Bug 1144672

Summary: file locks are not released in frequently disconnects after apply BUG #1129787 patch
Product: [Community] GlusterFS Reporter: Jaden Liang <jaden1q84>
Component: rpcAssignee: bugs <bugs>
Status: CLOSED NEXTRELEASE QA Contact:
Severity: unspecified Docs Contact:
Priority: unspecified    
Version: 3.4.5CC: bugs, jaden1q84, rgowdapp
Target Milestone: ---   
Target Release: ---   
Hardware: x86_64   
OS: Linux   
URL: http://supercolony.gluster.org/pipermail/gluster-devel/2014-September/042315.html
Whiteboard:
Fixed In Version: Doc Type: Bug Fix
Doc Text:
Story Points: ---
Clone Of: Environment:
Last Closed: 2015-07-29 17:31:39 UTC Type: Bug
Regression: --- Mount Type: ---
Documentation: --- CRM:
Verified Versions: Category: ---
oVirt Team: --- RHEL 7.3 requirements from Atomic Host:
Cloudforms Team: --- Target Upstream Version:
Embargoed:

Description Jaden Liang 2014-09-20 08:01:43 UTC
Description of problem:

First of all, this issue happen after apply http://review.gluster.org/8065 and set the network.tcp-timeout as 30s.

In a replicated gluster volume with 2 nodes server. On the client-side, using mount.glusterfs to access that gluster volume. A test program running on one of the nodes opens a file in the volume and flock it(only flock once), then read and write file frequently. On one of nodes, we simulate a network disconnects for 15s then reconnect. Note that the 15s is less than the network.tcp-timeout 30s. Keep this disconnect and reconnect for some time and exit the test program, the FD in server-side wouldn't be closed. If restart the test program, it will failed while flock, return a Resource Temporarily Unavailable error.

Network failure timeline:
---(15s connected)---|---(15s disconnected)---|---(15s
connected)---|...repeat...

Version-Release number of selected component (if applicable):


How reproducible:
By simulation, this issue is reproducible.

Steps to Reproduce:
1. Setting a replicated volume with 2 server nodes(A and B). On node A, using fuse client to access the volume. 
Run a simple test program, create a file and flock it, then do some radom reading in a deadloop, just not unlock it or exit.
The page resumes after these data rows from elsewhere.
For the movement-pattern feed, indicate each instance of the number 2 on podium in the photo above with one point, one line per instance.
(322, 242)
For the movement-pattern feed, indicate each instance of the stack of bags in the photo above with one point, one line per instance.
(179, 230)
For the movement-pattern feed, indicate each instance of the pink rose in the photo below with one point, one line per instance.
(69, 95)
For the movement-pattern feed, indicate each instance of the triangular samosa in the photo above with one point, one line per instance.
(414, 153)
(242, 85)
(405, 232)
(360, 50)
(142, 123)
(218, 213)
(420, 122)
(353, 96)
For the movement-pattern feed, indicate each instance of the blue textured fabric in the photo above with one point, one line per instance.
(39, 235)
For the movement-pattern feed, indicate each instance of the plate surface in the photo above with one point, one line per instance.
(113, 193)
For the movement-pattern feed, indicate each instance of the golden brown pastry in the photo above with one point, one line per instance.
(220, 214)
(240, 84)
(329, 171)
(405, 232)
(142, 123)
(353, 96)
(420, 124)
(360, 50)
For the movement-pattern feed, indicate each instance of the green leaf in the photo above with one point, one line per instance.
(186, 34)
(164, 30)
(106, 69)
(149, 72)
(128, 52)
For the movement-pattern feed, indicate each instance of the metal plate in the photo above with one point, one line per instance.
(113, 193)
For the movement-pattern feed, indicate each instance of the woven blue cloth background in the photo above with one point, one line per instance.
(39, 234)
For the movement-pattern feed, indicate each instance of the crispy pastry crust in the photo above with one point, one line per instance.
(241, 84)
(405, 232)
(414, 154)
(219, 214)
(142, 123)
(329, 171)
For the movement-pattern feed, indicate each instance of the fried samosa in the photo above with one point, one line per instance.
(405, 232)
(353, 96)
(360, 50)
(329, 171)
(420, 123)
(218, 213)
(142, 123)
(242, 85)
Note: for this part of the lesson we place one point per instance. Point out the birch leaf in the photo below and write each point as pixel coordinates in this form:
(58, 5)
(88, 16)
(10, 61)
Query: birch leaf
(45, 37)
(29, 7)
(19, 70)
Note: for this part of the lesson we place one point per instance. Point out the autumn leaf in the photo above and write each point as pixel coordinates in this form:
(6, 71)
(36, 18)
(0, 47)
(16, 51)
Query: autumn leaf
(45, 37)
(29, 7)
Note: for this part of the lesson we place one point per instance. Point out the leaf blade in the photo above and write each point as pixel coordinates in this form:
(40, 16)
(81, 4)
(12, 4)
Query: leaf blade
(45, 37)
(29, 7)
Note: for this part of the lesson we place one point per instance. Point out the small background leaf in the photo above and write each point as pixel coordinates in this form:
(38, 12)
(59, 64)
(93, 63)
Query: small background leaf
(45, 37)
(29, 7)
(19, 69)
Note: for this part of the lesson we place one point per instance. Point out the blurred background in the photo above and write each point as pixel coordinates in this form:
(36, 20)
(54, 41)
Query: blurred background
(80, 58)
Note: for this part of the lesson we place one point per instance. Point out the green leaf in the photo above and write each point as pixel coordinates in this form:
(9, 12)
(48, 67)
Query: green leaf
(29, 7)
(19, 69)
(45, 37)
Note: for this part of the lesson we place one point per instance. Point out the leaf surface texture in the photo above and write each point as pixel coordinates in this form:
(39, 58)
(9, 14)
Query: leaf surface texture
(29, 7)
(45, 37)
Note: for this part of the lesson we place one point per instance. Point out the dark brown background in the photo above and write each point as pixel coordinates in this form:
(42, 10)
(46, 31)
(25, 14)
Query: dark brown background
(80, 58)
2. On node B, add 2 iptables commands to block the connection between fuse client on A and glusterfsd on B. eg
iptables -A INPUT -p tcp -s 200.200.200.20 --dport 49154 -j REJECT
iptables -A OUTPUT -p tcp -d 200.200.200.20 --sport 49154 -j DROP

Note: 200.200.200.20 is the IP of A, 49154 is the listen port of glusterfsd on B.

These 2 commands is about to keep socket on node A closed first(by REJECT), and at the same time only drop OUTPUT packets on B whick can keep socket on node B alive.

3. After 30s, delete 2 iptables commands with 
iptables -A INPUT -p tcp -s 200.200.200.20 --dport 49154 -j REJECT
iptables -A OUTPUT -p tcp -d 200.200.200.20 --sport 49154 -j DROP

4. Repeat 2-3 several times. Exit the test program, then restart it, it cannot flock again.

Actual results:
File flocks not released.

Expected results:
File flocks released.

Additional info:
Here is a preview patch to fix the issue, will submit to Gerrit later.

http://supercolony.gluster.org/pipermail/gluster-devel/2014-September/042315.html

The major modification is adding an id for different tcp connection between
a pair client and server to avoid a connection socket not close at the same
time.

Comment 1 Anand Avati 2014-09-20 09:58:59 UTC
REVIEW: http://review.gluster.org/8787 (* protocol: fix file flock not released in frequently disconnects) posted (#1) for review on release-3.4 by Jaden Liang (jaden1q84)

Comment 2 Jaden Liang 2014-09-22 06:20:16 UTC
A little mistakes of step 3 to reproduce. Use -D to delete iptables commands.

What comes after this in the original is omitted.